A total of 198 out of 290 members of parliament voted in favor of the 62-year-old politician on Tuesday, state news agency IRNA reported.

Ghalibaf's re-election is a surprise.

Following the death of Abraham Raisi, observers expected him to run for president.

Born in the north-eastern city of Mashhad in 1961, Ghalibaf was appointed a general at a young age and served as commander of a division of the Islamic Revolutionary Guard Corps in the 1980–88 Iran–Iraq war.

Due to his political ambitions, he also studied political geography and received a doctorate from Tarbiat Modares University in Tehran in 2001.

In 2005, Ghalibaf left his military duties and devoted himself entirely to politics.

That same year, he ran in the presidential election, but lost to the eventual winner Mahmoud Ahmadinejad. In 2005 he became the mayor of Tehran.

There were allegations of corruption in his work in the capital.

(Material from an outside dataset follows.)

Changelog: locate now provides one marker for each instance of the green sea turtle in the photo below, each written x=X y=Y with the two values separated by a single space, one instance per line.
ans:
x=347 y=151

Ghalibaf again failed in another bid for the presidency in 2013. He ultimately withdrew his candidacy in 2017.

Critics of the Iranian regime and liberal politicians will remember his instrumental role as a commander in the suppression of student protests in 1999.

The Parliament is the legislative body of Iran.

However, real power is concentrated in the state leadership, with religious leader Ali Khamenei at the top in the role of supreme leader.